The Importance of Incorporating Taxes into Your Financial Plan
Does your financial planner advise you on the tax impact of your financial decisions as well as help you with tax saving strategies? If not, you should consider finding one who does. Here’s why your tax advisor should be your financial advisor.
The reason why is simple: Almost all financial decisions have a tax impact.
If the impact of taxes isn’t taken into consideration while making financial decisions throughout the year, you could be paying more in taxes than you would otherwise. It is important that tax planning not be seen as separate from financial planning; instead, tax planning should be done simultaneously while making financial decisions and incorporated into your overall financial plan.

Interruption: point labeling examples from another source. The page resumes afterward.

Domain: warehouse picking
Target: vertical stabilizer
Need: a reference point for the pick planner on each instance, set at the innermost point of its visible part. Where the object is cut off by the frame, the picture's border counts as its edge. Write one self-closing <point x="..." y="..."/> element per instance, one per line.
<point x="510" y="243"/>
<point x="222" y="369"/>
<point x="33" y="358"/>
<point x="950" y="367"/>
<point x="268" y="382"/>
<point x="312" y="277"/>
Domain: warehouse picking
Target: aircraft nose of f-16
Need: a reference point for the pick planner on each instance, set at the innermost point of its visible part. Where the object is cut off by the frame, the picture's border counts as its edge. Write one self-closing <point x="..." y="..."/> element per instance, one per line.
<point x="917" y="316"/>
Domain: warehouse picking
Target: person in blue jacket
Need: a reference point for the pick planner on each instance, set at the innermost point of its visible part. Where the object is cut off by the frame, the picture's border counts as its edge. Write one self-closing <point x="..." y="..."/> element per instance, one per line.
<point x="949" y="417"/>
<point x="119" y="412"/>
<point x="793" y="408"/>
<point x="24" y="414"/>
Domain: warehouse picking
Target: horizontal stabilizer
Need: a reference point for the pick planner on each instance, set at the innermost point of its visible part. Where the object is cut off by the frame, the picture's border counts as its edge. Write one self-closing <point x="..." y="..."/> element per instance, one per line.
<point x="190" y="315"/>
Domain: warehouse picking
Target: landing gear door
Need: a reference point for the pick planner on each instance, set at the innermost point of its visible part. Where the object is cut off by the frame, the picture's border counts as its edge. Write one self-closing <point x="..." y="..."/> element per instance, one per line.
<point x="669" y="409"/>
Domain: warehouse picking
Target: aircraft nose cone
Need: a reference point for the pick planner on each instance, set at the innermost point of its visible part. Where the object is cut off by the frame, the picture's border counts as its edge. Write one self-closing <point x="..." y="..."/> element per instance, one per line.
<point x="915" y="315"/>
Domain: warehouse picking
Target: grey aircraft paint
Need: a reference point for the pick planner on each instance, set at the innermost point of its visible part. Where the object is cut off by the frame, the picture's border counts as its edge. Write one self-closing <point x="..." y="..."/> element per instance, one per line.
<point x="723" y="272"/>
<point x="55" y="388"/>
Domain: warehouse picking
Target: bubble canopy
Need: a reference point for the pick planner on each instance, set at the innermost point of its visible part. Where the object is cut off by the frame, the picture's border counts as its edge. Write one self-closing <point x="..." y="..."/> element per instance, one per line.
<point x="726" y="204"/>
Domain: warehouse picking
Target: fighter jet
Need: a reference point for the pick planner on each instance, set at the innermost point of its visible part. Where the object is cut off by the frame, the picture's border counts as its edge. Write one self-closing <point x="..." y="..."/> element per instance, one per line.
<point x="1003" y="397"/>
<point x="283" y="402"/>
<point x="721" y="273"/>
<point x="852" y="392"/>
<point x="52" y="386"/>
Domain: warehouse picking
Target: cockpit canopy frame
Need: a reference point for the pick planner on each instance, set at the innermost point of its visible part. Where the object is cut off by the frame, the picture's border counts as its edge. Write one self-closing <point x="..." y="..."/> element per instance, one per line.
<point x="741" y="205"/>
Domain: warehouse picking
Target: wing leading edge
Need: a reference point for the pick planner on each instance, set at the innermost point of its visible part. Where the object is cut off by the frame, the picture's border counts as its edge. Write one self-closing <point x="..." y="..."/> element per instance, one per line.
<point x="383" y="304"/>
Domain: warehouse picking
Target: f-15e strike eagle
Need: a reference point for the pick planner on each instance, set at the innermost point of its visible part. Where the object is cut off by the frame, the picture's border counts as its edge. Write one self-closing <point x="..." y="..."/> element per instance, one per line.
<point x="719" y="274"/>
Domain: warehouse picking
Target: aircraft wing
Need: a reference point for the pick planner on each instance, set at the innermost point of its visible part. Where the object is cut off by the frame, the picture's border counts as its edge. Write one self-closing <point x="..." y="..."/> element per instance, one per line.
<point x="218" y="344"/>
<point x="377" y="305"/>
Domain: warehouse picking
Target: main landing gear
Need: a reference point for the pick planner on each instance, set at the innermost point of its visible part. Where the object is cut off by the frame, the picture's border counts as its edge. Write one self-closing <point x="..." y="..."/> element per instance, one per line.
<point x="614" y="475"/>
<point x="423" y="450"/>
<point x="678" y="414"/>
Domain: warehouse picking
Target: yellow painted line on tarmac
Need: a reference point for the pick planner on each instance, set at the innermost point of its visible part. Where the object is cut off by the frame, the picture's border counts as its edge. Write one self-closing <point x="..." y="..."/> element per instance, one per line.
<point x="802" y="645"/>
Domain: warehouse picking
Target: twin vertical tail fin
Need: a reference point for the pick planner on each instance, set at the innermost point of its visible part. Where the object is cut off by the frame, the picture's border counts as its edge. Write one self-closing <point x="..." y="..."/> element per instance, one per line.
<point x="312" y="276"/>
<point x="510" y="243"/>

Incorporating tax planning into your financial plan improves the probability of meeting your goals, especially when planning for retirement. By having a financial advisor analyze your current and future tax liabilities and utilizing tax strategies to shift or minimize the amount of taxes you pay throughout your lifetime, you will be able to more effectively plan your current and future cash flow. Therefore, tax planning is a key component of creating a well-rounded, successful financial plan.
Don’t just take our word for it; Alpha, Beta, and Now…Gamma, a whitepaper by Morningstar, quantifies the value of incorporating tax strategy into financial planning.
Tax laws are complicated, confusing, and ever-changing. Your financial advisor should stay on top of the ever-changing tax laws and ensure that you are not only making sound financial decisions, but also utilizing up-to-date tax-saving strategies.